A Reiza Pahlevi - detikSumbagsel
Jumat, 29 Mei 2026 17:31 WIB
Foto: Ilustrasi kebakaran hutan dan lahan (ANTARA FOTO/NOVA WAHYUDI)
Palembang -

Jumlah hotspot harian di Sumatera Selatan melonjak drastis hingga mencapai 81 titik pada Kamis (28/5/2026). Jumlah titik panas ini mencapai angka tertinggi sepanjang 2026. Pemda diminta meningkatkan kewaspadaan terhadap ancaman kebakaran hutan dan lahan (karhutla).

"Jumlah hotspot harian pada Kamis kemarin terpantau tinggi hingga 81 titik. Ini merupakan angka tertinggi sepanjang 2026," ujar Kepala Bidang Penanganan Darurat BPBD Sumsel Sudirman, Jumat (29/5/2026).

Data titik panas itu bersumber dari Sipongi (Kementerian Lingkungan Hidup) dan Hotspot BRIN. Menurutnya, kewaspadaan terhadap ancaman karhutla harus ditingkatkan oleh pemda, khususnya di wilayah rawan.

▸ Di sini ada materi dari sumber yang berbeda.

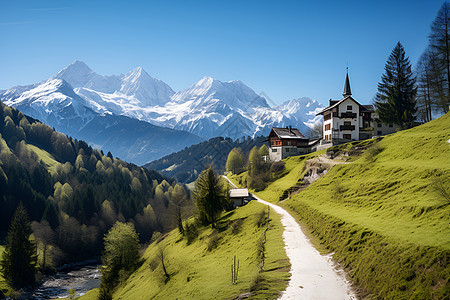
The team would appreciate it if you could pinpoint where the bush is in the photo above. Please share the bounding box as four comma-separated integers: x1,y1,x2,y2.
269,161,286,174
184,221,198,245
366,143,384,162
206,230,221,252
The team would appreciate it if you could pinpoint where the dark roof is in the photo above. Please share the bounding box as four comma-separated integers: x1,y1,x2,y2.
342,72,352,97
269,127,308,139
316,96,362,116
361,105,375,112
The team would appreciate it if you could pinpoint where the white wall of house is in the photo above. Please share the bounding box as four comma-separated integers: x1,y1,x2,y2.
323,99,362,140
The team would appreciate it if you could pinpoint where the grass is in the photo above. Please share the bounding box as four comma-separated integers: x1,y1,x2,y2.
82,201,290,299
231,114,450,299
227,150,325,203
0,245,15,296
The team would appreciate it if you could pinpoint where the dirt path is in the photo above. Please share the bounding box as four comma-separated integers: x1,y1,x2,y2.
224,176,356,300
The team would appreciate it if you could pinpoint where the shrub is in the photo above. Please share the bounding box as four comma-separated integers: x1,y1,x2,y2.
206,230,221,252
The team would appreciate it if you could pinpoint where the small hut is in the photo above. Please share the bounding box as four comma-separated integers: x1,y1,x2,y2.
230,189,252,208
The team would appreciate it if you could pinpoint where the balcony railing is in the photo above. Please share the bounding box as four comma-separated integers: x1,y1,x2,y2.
339,125,355,131
341,113,356,119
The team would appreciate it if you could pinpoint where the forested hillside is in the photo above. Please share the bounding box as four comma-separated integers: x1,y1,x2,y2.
144,136,265,183
0,102,189,265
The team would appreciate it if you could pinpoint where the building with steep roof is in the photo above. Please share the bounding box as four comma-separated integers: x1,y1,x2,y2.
317,70,398,145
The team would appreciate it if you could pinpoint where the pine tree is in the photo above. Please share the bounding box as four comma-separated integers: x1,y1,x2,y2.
193,167,228,228
375,42,417,127
1,203,37,289
428,1,450,113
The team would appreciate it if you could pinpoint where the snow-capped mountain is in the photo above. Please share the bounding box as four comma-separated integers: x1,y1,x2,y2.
0,77,203,164
0,79,97,135
51,60,175,116
0,61,323,159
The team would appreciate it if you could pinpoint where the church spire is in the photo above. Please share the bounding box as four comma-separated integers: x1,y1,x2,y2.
342,67,352,97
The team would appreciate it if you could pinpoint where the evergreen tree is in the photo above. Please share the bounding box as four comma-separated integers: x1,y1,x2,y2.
259,144,269,156
428,1,450,113
98,222,139,300
226,148,244,174
375,42,417,127
193,167,228,228
1,203,37,289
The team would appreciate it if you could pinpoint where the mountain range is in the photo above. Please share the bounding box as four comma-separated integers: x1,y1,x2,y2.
0,61,323,164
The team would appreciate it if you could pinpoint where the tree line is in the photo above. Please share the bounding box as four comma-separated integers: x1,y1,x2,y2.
375,1,450,128
0,102,193,284
226,145,284,191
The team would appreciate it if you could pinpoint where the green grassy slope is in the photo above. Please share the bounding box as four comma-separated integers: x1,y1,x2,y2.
83,201,290,299
0,245,13,296
233,114,450,299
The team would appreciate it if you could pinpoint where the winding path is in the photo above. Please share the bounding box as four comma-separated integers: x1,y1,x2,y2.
223,176,356,300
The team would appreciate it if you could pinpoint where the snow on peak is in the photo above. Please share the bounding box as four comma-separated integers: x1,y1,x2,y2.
51,60,97,88
120,67,175,106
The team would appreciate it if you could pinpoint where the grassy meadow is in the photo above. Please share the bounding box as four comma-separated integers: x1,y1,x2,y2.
229,114,450,299
82,201,290,299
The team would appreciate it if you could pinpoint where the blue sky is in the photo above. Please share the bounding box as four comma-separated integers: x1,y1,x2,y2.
0,0,443,104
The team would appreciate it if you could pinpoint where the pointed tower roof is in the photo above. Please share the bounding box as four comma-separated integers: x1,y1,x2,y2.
342,67,352,97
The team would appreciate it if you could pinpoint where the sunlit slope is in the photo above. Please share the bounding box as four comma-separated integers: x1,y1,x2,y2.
280,114,450,299
289,114,450,249
85,201,290,299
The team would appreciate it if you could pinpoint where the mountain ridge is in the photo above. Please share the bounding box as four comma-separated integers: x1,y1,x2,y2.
0,60,323,164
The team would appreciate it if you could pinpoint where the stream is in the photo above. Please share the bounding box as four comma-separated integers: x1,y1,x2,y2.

"Berdasarkan data pemantauan satelit, puluhan hotspot tersebut tersebar di beberapa kabupaten dan kota di Sumsel yang selama ini dikenal rawan karhutla. Kondisi cuaca panas dan minimnya curah hujan menjadi salah satu pemicu meningkatnya titik panas," katanya.

Dari 81 hotspot itu, terbanyak terpantau di Lahat 19 titik, Muara Enim 16 titik, PALI 12 titik, dan Muratara 11 titik. Sedangkan sisanya tersebar di delapan daerah lain.

"Hanya ada lima daerah yang tidak terpantau hotspot kemarin, yakni Banyuasin, Pagar Alam, Lubuklinggau, OKI, dan OKU Timur," ungkapnya.

"Meningkatnya hotspot di Sumsel harus diwaspadai oleh semua pihak, termasuk pemda, karena dapat menimbulkan karhutla," sambungnya.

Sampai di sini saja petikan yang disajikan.